Selenskyj trifft Trump: Forderungen an den Westen, diplomatische Hoffnungen und militärische Realität

Der ukrainische Staatschef Wolodymyr Selenskyj demonstriert Entschlossenheit und diplomatischen Pragmatismus im Vorfeld seines mit Spannung erwarteten Treffens mit US-Präsident Donald Trump in der opulenten Kulisse von Mar-a-Lago, Florida. Erneut ruft Selenskyj die westlichen Partner dazu auf, den Druck auf Russland konsequent aufrechtzuerhalten. Bei jedem Atemzug seines schriftlichen Appells, veröffentlicht auf X, zeigt sich klare Entschlossenheit: "Angesichts der konstanten Luftangriffe Russlands auf unser Land und unsere lebenswichtige Infrastruktur ist klar, dass ein Friedensschluss für Russland in weiter Ferne liegt." Die erschreckende Bilanz allein dieser Woche sind über 2.100 Angriffsdrohnen, 800 Gleitbomben und 94 Raketen auf ukrainischem Boden. In seinem anstehenden Dialog mit Trump pocht Selenskyj darauf, dass die Kapitulation oder vom Kreml diktierte Friedenslösungen keine Optionen für Kiew sind. In der Residenz in Florida herrscht trotz allem keine Anwesenheit Moskauer Vertreter, was die Aussichten auf eine unmittelbare Einigung im Keim erstickt. Das Treffen hat neben dem Streben nach Frieden auch einen logistischen Aspekt.
Selenskyj sucht Unterstützung für die Lieferung von Flugabwehrsystemen und betont, dass die Ukraine mit westlicher Unterstützung den russischen Invasionsbemühungen seit nunmehr fast vier Jahren robust trotzt.
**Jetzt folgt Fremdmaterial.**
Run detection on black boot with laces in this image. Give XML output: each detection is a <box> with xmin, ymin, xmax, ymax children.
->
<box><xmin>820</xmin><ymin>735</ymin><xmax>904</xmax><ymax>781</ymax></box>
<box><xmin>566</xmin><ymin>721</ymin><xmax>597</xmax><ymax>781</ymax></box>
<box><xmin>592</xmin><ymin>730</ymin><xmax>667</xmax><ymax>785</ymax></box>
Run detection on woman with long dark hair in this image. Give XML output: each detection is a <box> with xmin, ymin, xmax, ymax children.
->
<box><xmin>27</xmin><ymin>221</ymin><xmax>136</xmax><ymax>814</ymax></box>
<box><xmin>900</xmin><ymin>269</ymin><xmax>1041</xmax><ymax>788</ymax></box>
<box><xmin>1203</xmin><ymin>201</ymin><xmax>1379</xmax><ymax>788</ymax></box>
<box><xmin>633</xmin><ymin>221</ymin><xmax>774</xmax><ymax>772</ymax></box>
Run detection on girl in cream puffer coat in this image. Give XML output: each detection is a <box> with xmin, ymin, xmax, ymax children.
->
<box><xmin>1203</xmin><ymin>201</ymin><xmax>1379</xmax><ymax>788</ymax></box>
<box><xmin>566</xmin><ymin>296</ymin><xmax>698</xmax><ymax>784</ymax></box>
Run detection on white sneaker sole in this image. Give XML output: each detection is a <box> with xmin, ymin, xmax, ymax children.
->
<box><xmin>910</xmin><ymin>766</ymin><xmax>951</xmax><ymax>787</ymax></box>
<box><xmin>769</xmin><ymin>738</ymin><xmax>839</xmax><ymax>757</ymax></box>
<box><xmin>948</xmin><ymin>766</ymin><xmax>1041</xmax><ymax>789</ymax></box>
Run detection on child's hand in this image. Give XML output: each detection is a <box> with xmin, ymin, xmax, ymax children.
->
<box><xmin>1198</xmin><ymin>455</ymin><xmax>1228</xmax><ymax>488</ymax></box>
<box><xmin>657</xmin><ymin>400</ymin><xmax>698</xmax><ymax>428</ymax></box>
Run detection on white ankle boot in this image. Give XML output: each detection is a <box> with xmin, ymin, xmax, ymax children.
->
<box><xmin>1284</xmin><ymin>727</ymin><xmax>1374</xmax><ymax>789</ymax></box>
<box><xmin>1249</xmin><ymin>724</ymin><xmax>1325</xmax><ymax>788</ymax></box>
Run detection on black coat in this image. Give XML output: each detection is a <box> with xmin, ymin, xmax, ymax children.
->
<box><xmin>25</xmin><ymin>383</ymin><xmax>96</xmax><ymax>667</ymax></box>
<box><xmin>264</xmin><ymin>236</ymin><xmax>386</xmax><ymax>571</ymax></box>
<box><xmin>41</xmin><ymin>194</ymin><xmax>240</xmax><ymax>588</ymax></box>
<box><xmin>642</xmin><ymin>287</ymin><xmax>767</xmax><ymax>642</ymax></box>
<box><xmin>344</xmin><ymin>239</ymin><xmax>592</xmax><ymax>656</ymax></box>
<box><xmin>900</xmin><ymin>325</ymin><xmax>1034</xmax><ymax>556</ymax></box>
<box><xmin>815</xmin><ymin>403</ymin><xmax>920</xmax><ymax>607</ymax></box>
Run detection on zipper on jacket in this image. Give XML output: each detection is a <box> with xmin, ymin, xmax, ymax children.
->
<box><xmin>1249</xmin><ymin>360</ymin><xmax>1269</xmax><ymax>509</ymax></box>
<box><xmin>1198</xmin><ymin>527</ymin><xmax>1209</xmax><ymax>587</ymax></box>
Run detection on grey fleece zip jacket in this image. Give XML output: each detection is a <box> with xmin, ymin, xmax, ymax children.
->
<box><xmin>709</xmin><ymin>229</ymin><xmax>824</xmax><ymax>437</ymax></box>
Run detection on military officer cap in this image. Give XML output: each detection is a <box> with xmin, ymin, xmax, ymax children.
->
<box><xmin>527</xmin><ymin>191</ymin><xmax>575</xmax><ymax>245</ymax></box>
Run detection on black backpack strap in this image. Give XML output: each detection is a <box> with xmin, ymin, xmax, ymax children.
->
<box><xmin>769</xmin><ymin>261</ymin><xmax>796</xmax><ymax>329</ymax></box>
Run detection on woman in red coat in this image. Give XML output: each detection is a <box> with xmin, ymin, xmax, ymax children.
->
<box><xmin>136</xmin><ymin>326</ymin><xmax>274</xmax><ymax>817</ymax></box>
Gleichzeitig bedankt sich Selenskyj bei der EU für ihre fortlaufende Hilfsbereitstellung, betont jedoch den ständigen finanziellen Engpass, besonders bei der Drohnenproduktion. Mit Blick auf die Zeit nach einem möglichen Konfliktende möchte der ukrainische Präsident die Unterstützung der USA für die Wiederaufbauinvestitionen sichern. Ein ambitioniertes Vorhaben, das bis zu 800 Milliarden US-Dollar erfordern könnte. Die Wahlfrage steht ebenfalls brennend in den Diskussionen. Selenskyj räumt ein, dass Wahlen in der Ukraine zu einem Fixpunkt gehören, während der Kreml weiterhin darauf beharrt, dass die zahlreiche ukrainische Flüchtlingsbevölkerung in Russland teilnehmen sollte. Diese Forderung wird entschieden abgelehnt und als Manifestation vermeintlich illegitimer russischer Machtinszenierungen gewertet.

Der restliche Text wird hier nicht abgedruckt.